Austerity, debt and the Eurozone growth dilemma

16
869

By Alex Robertson
 
Mr. Cameron reported on Wednesday to the House of Commons on last weekend’s G8 Summit which included the Eurozone crisis on its agenda.  That report and the communiqué produced at the end of the summit made dismal and disturbing reading.
 
Apart from trite words of ‘motherhood’, little at all was agreed as to how to face up to what the Governor of the Bank of England has described as a “financial storm” and “the Eurozone tearing itself apart”.

The governments of Europe are split into two camps: the first (led by UK and Germany) saying the road to recovery is by reducing the immense sovereign debts run up over the last decade, and the second camp (led by France) saying the road to recovery is by stimulating growth, some even advocating further borrowing to fund growth, like the Project Bonds advocated by President Hollande.

That approach exposes the nub of the question.  How to fund the growth?  There is no Lender of Last Resort in the Eurozone, (fatal flaw) and austerity alone will almost certainly not prove a successful strategy – witness Greece and the turmoil in the streets arising from a population whose tolerance of severity has been exceeded.

Yet unless we find ways of funding growth without incurring more debt, there is a great deal of trouble ahead for us all, whether inside the Eurozone or outside.  The interdependence between banks in Europe, and wider, goes deep, and they have enmeshed themselves in a dense web of borrowing and lending to fund the unrestrained spending by governments and consumers alike.  Like a row of dominoes – if one falls, the others follow.

We live in times as dangerous as any since the days of Hitler and the Fascists.  Austerity alone leads to civil riots and rebellions, unredeemed by policies to stimulate economic growth, to supply jobs and relieve welfare budgets and increase tax revenues to pay off the mountains of debt lowering over us all.

We must get this right.  Because if we don’t, then the Eurozone will see first the exit of Greece, orderly or otherwise, which will hit the UK just as hard as any other country, and after that the exit of others, Spain, Italy, Portugal, Belgium all being possible candidates.
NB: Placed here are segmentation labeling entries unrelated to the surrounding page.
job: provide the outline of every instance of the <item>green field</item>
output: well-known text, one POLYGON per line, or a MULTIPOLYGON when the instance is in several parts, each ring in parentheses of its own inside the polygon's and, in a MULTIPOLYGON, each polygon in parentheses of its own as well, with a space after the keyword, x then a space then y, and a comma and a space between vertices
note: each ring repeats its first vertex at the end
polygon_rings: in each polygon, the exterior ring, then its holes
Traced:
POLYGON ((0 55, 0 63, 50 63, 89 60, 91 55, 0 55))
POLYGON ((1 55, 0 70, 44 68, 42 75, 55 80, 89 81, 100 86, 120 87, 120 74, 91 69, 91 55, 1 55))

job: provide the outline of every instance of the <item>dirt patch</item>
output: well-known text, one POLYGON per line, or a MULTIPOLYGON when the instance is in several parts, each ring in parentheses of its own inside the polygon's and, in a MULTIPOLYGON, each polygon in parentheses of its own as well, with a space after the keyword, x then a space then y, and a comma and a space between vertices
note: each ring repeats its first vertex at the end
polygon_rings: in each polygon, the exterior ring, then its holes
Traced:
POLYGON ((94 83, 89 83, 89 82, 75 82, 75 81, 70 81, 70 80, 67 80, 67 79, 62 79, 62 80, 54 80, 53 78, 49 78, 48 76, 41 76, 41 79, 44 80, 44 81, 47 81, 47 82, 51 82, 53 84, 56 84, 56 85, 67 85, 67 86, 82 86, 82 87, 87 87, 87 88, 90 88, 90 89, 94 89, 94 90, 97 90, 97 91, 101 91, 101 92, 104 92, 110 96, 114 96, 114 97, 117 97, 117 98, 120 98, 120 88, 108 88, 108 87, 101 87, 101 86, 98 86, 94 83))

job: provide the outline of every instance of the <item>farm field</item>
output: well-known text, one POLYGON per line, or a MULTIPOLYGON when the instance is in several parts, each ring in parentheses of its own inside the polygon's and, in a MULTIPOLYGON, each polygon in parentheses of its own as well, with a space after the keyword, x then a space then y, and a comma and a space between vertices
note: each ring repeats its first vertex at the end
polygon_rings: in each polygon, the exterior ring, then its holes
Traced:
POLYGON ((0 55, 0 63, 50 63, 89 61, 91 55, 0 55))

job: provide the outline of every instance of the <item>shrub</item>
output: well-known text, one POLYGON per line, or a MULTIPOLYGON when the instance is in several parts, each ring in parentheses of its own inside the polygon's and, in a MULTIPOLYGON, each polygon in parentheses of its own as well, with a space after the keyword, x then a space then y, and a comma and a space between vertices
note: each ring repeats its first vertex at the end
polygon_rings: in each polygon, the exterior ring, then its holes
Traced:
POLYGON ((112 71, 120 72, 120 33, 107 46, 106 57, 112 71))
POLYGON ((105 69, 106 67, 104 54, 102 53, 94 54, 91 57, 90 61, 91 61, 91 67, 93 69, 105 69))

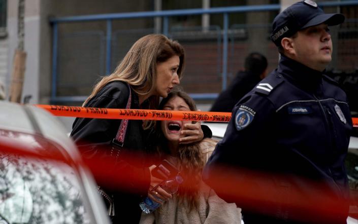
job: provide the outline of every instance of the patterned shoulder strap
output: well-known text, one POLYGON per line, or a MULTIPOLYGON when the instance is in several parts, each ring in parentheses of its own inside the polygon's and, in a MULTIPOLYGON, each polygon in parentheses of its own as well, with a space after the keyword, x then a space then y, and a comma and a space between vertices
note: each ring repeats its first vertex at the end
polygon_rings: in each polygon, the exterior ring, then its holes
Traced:
MULTIPOLYGON (((131 103, 132 102, 132 92, 131 91, 131 87, 129 84, 126 84, 128 88, 129 89, 129 97, 128 98, 128 102, 126 109, 131 109, 131 103)), ((128 126, 128 119, 122 119, 122 121, 119 125, 119 128, 117 132, 116 138, 114 140, 116 140, 116 142, 113 140, 113 143, 118 145, 121 147, 123 147, 123 144, 124 143, 124 138, 125 137, 125 132, 127 131, 127 127, 128 126)))

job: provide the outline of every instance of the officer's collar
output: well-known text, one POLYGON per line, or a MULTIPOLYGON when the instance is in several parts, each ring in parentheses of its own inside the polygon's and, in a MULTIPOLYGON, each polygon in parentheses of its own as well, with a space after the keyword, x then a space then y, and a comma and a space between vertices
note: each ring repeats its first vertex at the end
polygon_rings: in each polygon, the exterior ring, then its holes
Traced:
POLYGON ((309 88, 316 87, 321 83, 324 71, 313 69, 281 54, 278 71, 283 76, 309 88))

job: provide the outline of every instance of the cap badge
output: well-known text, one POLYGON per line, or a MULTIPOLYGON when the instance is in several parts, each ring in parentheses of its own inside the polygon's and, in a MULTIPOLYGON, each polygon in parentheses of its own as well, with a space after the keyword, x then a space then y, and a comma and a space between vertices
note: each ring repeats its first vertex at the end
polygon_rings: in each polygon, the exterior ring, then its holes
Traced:
POLYGON ((342 112, 341 107, 340 107, 339 106, 338 106, 338 105, 336 104, 334 106, 334 109, 336 110, 336 113, 337 113, 337 115, 338 116, 338 117, 339 118, 339 119, 341 120, 341 121, 344 123, 344 124, 346 124, 347 123, 347 120, 346 120, 346 118, 344 117, 344 115, 343 114, 343 113, 342 112))
POLYGON ((314 8, 317 8, 317 3, 312 0, 305 0, 303 2, 314 8))

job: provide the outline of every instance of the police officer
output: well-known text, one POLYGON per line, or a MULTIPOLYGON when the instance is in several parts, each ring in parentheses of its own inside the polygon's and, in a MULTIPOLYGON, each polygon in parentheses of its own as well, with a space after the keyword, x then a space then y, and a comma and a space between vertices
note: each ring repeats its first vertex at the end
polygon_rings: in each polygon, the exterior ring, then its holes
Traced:
POLYGON ((345 93, 323 73, 329 26, 344 20, 306 0, 273 21, 278 67, 235 105, 203 171, 219 196, 242 208, 245 224, 346 223, 352 121, 345 93))

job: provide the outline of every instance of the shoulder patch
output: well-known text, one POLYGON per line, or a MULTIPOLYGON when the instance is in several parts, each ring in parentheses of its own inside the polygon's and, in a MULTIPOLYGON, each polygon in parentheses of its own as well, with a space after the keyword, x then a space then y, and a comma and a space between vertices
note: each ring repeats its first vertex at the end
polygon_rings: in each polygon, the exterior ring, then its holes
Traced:
POLYGON ((324 80, 327 81, 330 83, 331 83, 333 85, 335 85, 336 86, 339 86, 339 84, 338 82, 331 78, 329 76, 327 76, 327 74, 324 74, 323 76, 323 78, 324 79, 324 80))
POLYGON ((255 87, 255 92, 269 95, 272 90, 283 82, 282 79, 265 79, 258 83, 255 87))
POLYGON ((244 129, 252 122, 256 111, 249 106, 240 105, 235 115, 235 127, 238 131, 244 129))

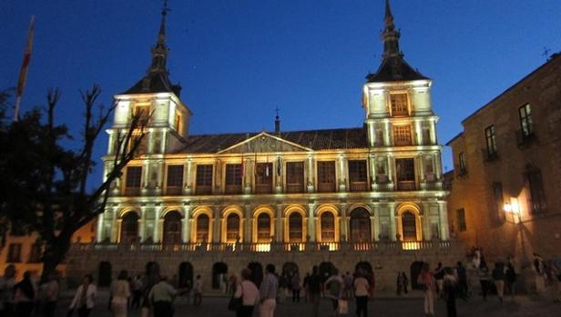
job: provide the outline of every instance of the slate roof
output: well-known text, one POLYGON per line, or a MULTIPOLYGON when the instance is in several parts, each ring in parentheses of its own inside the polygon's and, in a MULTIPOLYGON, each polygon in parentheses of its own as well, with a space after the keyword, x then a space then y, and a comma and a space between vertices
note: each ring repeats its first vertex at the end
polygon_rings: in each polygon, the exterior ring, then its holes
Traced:
MULTIPOLYGON (((185 145, 177 153, 215 154, 259 134, 189 135, 185 145)), ((368 147, 368 138, 363 128, 290 131, 280 134, 270 133, 270 134, 315 151, 368 147)))
POLYGON ((367 74, 366 79, 368 83, 382 83, 429 78, 413 69, 403 57, 393 56, 384 59, 376 73, 367 74))

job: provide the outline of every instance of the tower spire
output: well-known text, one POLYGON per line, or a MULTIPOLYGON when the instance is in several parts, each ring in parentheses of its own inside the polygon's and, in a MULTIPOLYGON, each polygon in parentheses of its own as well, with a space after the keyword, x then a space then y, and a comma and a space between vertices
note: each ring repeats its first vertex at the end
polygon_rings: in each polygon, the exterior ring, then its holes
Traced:
POLYGON ((384 22, 385 28, 382 32, 382 40, 383 41, 383 54, 382 58, 385 60, 390 57, 403 57, 403 54, 399 49, 401 33, 395 29, 390 0, 385 0, 384 22))
POLYGON ((168 72, 166 64, 169 48, 168 48, 168 45, 166 45, 166 15, 168 15, 168 0, 164 0, 164 6, 161 11, 162 17, 159 25, 159 32, 158 34, 158 41, 156 42, 156 45, 152 46, 152 64, 148 68, 148 73, 168 72))

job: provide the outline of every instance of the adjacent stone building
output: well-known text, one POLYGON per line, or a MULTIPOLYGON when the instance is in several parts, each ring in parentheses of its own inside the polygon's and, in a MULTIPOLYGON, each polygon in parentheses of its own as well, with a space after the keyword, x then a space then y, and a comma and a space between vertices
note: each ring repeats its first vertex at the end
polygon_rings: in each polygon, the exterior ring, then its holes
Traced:
POLYGON ((385 10, 382 64, 362 87, 362 126, 289 132, 277 117, 274 131, 205 135, 189 134, 191 110, 169 80, 164 12, 146 75, 115 96, 107 169, 131 114, 152 114, 142 119, 149 133, 112 189, 99 243, 76 245, 69 272, 105 281, 158 262, 179 281, 201 273, 216 286, 219 274, 249 264, 302 273, 362 265, 379 270, 383 288, 397 271, 416 274, 423 261, 458 260, 432 81, 403 59, 387 1, 385 10))
POLYGON ((448 143, 453 235, 491 259, 561 255, 561 54, 462 124, 448 143))

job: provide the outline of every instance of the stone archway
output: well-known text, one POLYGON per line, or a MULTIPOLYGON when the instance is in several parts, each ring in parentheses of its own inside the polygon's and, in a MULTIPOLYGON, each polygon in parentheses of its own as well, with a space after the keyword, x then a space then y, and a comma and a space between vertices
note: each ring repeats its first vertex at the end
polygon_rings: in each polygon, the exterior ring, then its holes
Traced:
POLYGON ((217 262, 212 265, 212 289, 219 290, 228 273, 228 265, 223 262, 217 262))

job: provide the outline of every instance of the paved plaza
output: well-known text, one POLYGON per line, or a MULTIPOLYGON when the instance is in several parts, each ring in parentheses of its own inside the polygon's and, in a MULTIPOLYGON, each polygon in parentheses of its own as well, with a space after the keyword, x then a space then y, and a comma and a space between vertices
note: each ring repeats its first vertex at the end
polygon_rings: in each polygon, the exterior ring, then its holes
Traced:
MULTIPOLYGON (((66 316, 64 307, 67 302, 65 300, 60 304, 56 316, 66 316)), ((92 317, 111 316, 107 311, 107 293, 101 292, 92 317)), ((176 317, 226 317, 235 316, 235 313, 227 309, 228 299, 226 297, 208 297, 203 300, 199 307, 193 307, 187 304, 185 300, 180 298, 176 302, 176 317)), ((519 296, 513 302, 508 298, 503 306, 499 304, 496 297, 490 297, 487 302, 483 302, 480 298, 471 299, 468 302, 458 301, 458 316, 539 316, 539 317, 558 317, 561 316, 561 304, 555 304, 551 301, 538 296, 519 296)), ((445 304, 439 301, 435 304, 436 316, 446 316, 445 304)), ((327 299, 321 301, 320 316, 330 317, 331 302, 327 299)), ((354 309, 354 304, 350 306, 351 312, 354 309)), ((369 316, 423 316, 423 298, 420 293, 413 293, 410 297, 395 298, 384 296, 384 298, 375 299, 369 303, 369 316)), ((129 313, 131 317, 140 316, 138 311, 129 313)), ((258 317, 257 314, 255 314, 258 317)), ((301 302, 300 303, 280 303, 277 306, 275 316, 277 317, 297 317, 312 316, 311 306, 309 303, 301 302)), ((350 313, 348 316, 354 316, 350 313)))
What results from that is devaluation of the restored national currencies and a sudden plunge into protection of domestic economies.  The road after that declines rapidly and steeply towards the breakup of the European Single Market.  That would be a total catastrophe: trade wars nearly always lead to real wars.

So the question remains: how do we fund growth without incurring more debt?  Mr. Salmond has spoken often about the urgent need to release emergency contingency funds, either treasury reserves, or in the case of the EU, the Structural Funds which hold billions.  What would also help, he has said, would be the restructuring of taxation to stimulate economic activity and growth, like abolishing the Air Passenger Duty to encourage business, reduction in corporation taxes.

There is a need for innovative and imaginative means to nurture growth, stimulate job creation and get the economy moving again, all without borrowing a single penny more.  Much depends on it.

The one person who has been right all along in the UK is Mr. Salmond.  What a pity that his voice cannot be heard round the tables of the EU in Brussels, let alone in the corridors of Whitehall.